Eppure il contatto con Fabio era soffocante.

Stiles pensò che i loro corpi erano incompatibilmente diversi, irregolari tra di loro, e che non c'era davvero modo per incastrarli.

Respirava lentamente, spalancò la bocca oltre la spalla di Fabio per incanalare più aria da consumare, ma la stanza era densa di una condensa satura che gli schiacciò i polmoni.

Il tipo lo baciò e il suo fiato era decisamente troppo caldo.

Stiles rimase immobile, aspettando solamente che smettesse, ma non smise, almeno non subito.

Pensò ancora che avrebbe voluto tornarsene a casa, ma sapeva anche che non era la cosa giusta da fare.

Avvertiva l'imbarazzo e l'innaturalezza del momento che s'infilava sotto gli spigoli dei loro vestiti.

Fabio gli sorrise languido come a dire: «Va tutto bene», ma con una nota più maliziosa.

Stiles non gli sorrise di rimando, perché per lui non andava bene niente. Anzi, proprio un cazzo.

Al buio Fabio gli diede ancora un lungo bacio e poi gli sbottonò i pantaloni. Non ci girò troppo intorno e subito gli prese l'uccello in una mano.

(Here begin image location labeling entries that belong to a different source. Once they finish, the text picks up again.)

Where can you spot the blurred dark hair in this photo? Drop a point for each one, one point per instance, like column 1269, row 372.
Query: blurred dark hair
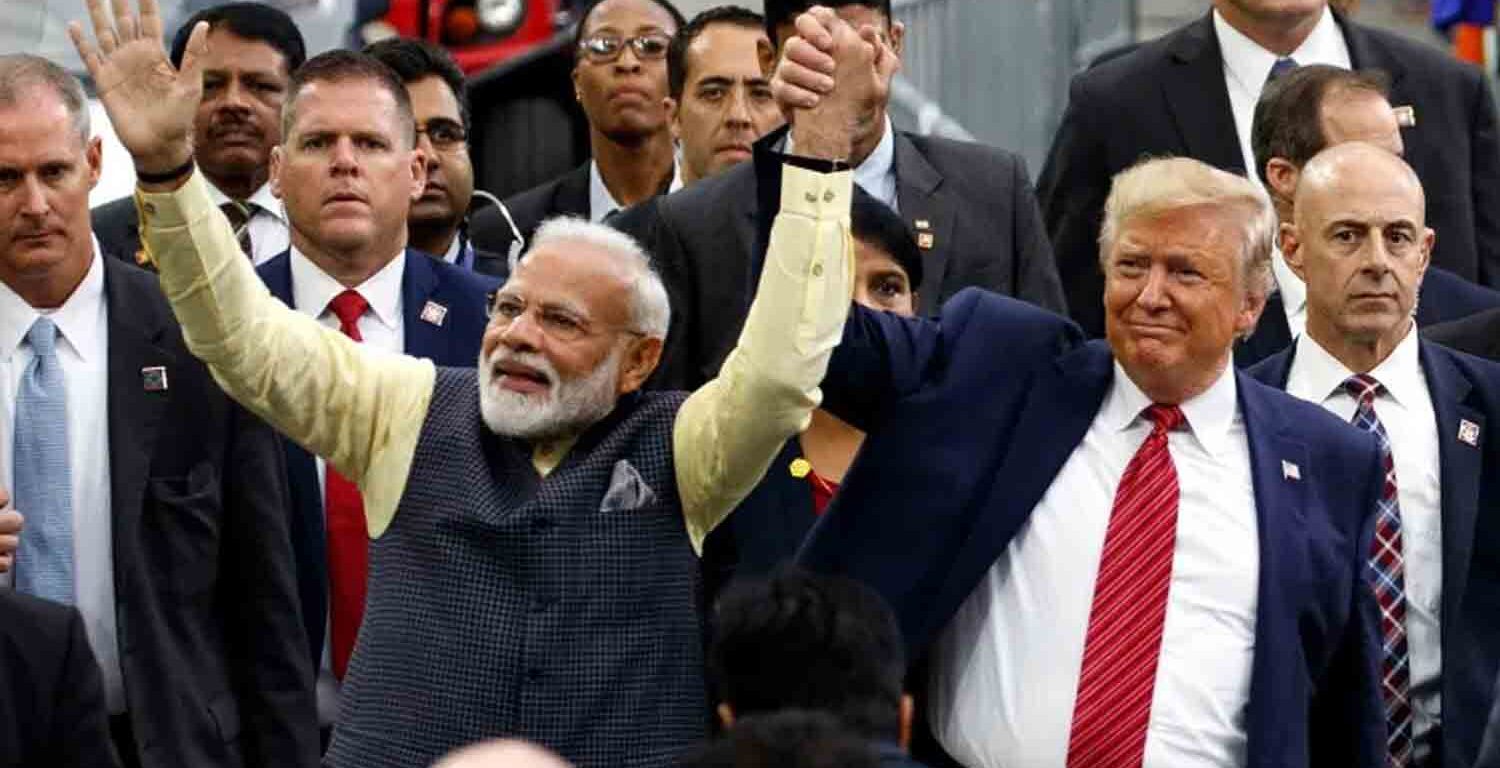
column 252, row 21
column 677, row 53
column 792, row 738
column 810, row 641
column 779, row 12
column 342, row 66
column 1289, row 116
column 678, row 20
column 411, row 60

Stiles, quasi inspiegabilmente, percepì il proprio membro irrigidirsi con pigrizia e per l'appunto non ne trovò il motivo.

Non c'era stata neanche una vera carezza, il tipo gli aveva soltanto scostato l'elastico delle mutande e racchiuso quel principio di erezione, che gli deformava a malapena la patta, nel palmo di una mano.

Eppure sembrava tutto tanto, troppo, come se quel tocco fosse troppo molesto, troppo invadente, e il ragazzino disarticolasse nel tentativo di trovare una via per uscirne.

Non cambiò idea. Non si mosse. Ripensò alle volte in cui andava al locale, a quella volta in cui era andato col marchettaro, pensò a come in tutte quelle situazioni fosse riuscito a raggiungere l'orgasmo, anche se era fittizio, anche quando non lo credeva minimamente possibile.

Dopodiché non pensò più a niente e aprì solo più le gambe, piegando di lato le ginocchia, per fare più spazio all'altro, che sparì con tutto il polso oltre l'orlo delle sue mutande.